We rode onward into the west.
CHAPTER 28
Three days' hard riding brought us out of the great forest and into the rocky foothills of western Leire. It was harsh country, afflicted with wild extremes of weather and dotted with poor settlements, suitable for little but grazing sheep. I could well believe such a place was the Writer's home. In his journal he had forever lamented the unpredictable weather and rocky soil that made it so hard to feed his family, he was forced to sell the talent he would rather give freely.

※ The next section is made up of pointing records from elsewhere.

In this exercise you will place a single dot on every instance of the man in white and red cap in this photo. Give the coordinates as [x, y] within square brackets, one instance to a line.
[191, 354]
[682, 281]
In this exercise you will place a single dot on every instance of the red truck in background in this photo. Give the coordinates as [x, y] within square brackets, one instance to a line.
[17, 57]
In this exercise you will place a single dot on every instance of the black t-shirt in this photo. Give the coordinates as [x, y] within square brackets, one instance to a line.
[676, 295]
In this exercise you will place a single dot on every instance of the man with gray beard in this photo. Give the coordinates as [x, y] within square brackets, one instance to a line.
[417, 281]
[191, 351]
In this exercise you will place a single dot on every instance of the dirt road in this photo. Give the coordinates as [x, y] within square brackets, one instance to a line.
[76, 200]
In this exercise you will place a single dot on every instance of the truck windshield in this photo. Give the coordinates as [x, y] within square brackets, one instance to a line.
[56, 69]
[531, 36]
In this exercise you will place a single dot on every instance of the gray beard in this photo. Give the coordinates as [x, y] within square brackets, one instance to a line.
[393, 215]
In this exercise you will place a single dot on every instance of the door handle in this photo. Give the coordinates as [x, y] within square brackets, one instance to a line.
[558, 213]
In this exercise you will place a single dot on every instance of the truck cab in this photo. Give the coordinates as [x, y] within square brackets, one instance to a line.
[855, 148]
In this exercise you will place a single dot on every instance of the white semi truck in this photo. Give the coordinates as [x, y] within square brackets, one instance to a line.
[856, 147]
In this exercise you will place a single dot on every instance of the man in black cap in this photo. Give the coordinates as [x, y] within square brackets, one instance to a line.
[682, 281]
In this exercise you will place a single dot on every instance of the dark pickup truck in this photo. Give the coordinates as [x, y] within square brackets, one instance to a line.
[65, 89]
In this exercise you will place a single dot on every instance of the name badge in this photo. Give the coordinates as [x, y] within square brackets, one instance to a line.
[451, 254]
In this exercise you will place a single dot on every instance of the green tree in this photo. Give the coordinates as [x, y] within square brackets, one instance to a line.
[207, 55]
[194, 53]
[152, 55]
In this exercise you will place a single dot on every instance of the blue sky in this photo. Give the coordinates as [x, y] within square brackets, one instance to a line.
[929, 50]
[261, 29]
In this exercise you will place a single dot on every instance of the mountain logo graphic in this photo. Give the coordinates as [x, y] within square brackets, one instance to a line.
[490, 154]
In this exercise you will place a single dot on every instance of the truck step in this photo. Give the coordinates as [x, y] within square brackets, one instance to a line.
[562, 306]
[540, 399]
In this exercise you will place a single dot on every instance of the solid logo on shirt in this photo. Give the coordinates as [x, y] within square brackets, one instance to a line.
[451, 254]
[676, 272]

As soon as we left the forest, we began to inquire at every house and village as to the whereabouts of Yennet and the ruins that lay nearby. Villages the size of Yennet rarely appeared on any map, and even those who had heard of the place were vague about its location. One said it was directly northwest. Another said it lay just east of the great bend where the Glenaven met the Dun. Another said it was no ruined castle, but a nobleman's quarry that adjoined the village. A traveling tinker we met at a roadside well seemed the most reliable source. He claimed to have visited Yennet. “Two years ago, that was. Wasn't hardly anyone living there. Folks too poor even to have a kettle needed mending.” But he drew us a map showing Yennet about halfway in between something he marked as Pell's Hill and a ruined castle from the times before Leire had a king. Pell's Hill was likely an ancient barrow known as Pell's Mound, a site Karon had always hoped to excavate.